You've been laid off or, through no fault of your own, have lost your job.
You're depressed and doubting, and looking for support. And you need an unemployment check.
So you call the Unemployment Compensation hotline number.
Chances are you get a busy signal, so you wait.
And you wait.
And you wait some more.
You're not alone. Dozens and dozens of Pennsylvanians are complaining that they're getting a chilly reception from the so-called hotline.
“I was on the phone for over an hour waiting for somebody,” said Shirley Ortiz of Middletown. “Sometimes I never get ahold of anyone, or if I do nothing gets resolved.”

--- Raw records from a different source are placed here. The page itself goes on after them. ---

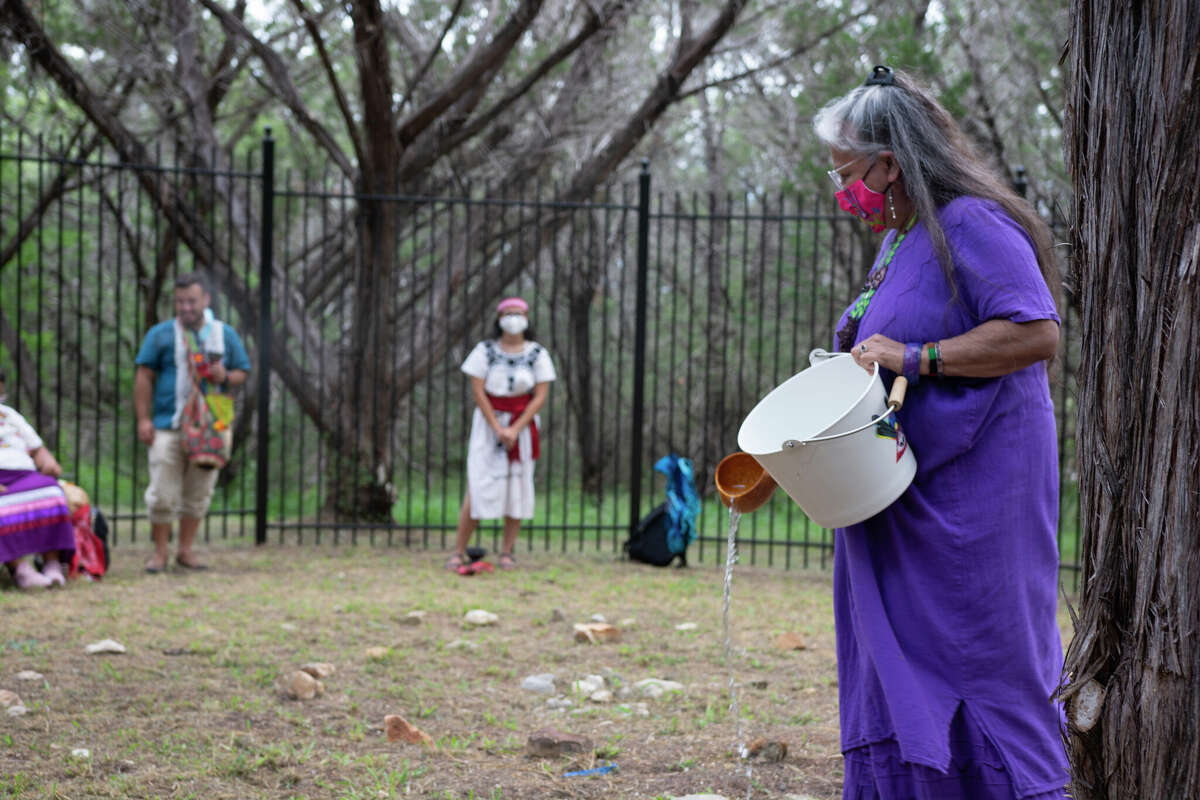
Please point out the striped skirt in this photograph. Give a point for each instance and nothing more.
(34, 516)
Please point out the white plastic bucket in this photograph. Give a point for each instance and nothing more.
(838, 480)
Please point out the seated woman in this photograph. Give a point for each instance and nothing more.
(34, 516)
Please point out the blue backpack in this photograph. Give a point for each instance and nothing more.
(664, 534)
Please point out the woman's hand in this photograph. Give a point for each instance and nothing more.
(46, 463)
(508, 437)
(879, 348)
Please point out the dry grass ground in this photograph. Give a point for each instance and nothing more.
(191, 710)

The specifics of Shirley's employment history differ from dozens of others, but their stories about the hotline are all similar. They reached out to our abc27 Facebook page and shared tales of woe.

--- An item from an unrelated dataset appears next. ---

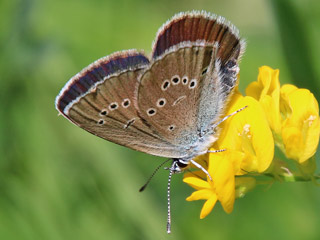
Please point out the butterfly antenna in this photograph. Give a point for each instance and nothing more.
(154, 172)
(169, 198)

Christopher Josephs says he made 76 calls in one day.
Jeff McCloud had to dial at least 100 times.
Kristi Eckrich complains he spent an entire day trying to call.

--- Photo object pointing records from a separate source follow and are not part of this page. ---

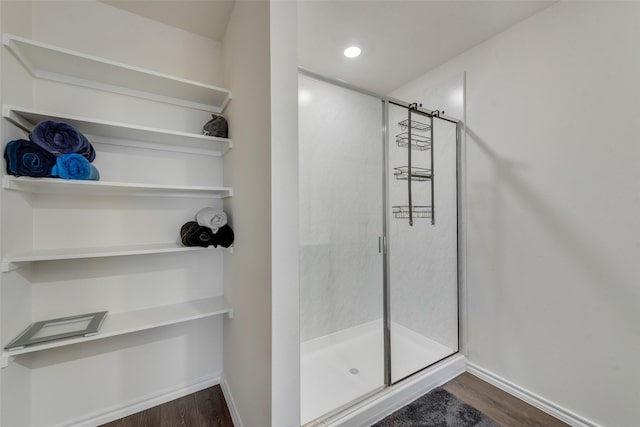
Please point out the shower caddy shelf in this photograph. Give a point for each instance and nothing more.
(418, 142)
(417, 174)
(414, 137)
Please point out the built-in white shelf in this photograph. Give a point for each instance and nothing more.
(104, 188)
(128, 135)
(140, 320)
(13, 261)
(49, 62)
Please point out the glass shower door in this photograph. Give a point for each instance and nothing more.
(341, 267)
(423, 261)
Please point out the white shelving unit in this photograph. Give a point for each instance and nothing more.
(124, 134)
(11, 262)
(139, 320)
(67, 66)
(103, 188)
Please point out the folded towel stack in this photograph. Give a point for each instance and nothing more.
(193, 234)
(55, 149)
(210, 228)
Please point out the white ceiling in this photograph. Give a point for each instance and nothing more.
(400, 39)
(207, 18)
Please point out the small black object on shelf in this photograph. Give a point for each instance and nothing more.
(217, 127)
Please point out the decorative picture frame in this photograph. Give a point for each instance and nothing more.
(59, 328)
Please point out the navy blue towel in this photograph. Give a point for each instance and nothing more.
(61, 138)
(24, 158)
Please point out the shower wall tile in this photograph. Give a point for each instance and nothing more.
(340, 208)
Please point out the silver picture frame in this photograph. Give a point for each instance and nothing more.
(57, 329)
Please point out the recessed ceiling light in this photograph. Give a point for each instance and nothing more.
(352, 52)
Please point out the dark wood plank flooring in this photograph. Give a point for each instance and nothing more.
(502, 407)
(205, 408)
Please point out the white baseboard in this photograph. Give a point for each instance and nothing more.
(531, 398)
(233, 409)
(149, 401)
(390, 400)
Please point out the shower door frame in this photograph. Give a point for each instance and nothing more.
(384, 245)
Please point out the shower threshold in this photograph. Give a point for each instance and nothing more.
(346, 366)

Melissa Sell says her record on hold was three hours.
And Cathy McKee laments it's just getting worse.
Deborah Hume, a laid-off construction worker from Steelton, is blunt and likely speaks for the group.
“Their customer service sucks, to be quite honest,” she said.
Hume says she fought through numerous busy signals only to get people that seemed too busy to be bothered.
“The attitudes that I got from customer service people I've spoken to, a lot of them are rude, like they don't like their job and they don't want to have to talk to you,” she said.
The Pennsylvania Department of Labor and Industry acknowledges the problem. Spokeswoman Sara Goulet wouldn't go on camera and answer questions, but she did issue the following statement:
“Labor and Industry is keenly aware of the situation with the unemployment compensation service center phone lines. We appreciate the continued patience of claimants as our staff work to resolve a complex problem as quickly as possible. We continue to encourage claimants to use the uc.pa.gov website to file initial and continued claims, check claim status and get answers to questions.”
But patience is in short supply for many, like Ortiz. This is, after all, money she and her employer paid into the system. It's no handout. It is the holidays. She has bills.
“There's not gonna be a Christmas this year for my family,” she said.
Labor and Industry encourages claimants to use its website to make claims or check on the status of claims. Hume insists she did that, but was directed online to phone in and then dealt with the dreaded, incessant, busy signal.
“I finally said, 'You know what? This is ridiculous,' and I hung up,” she said.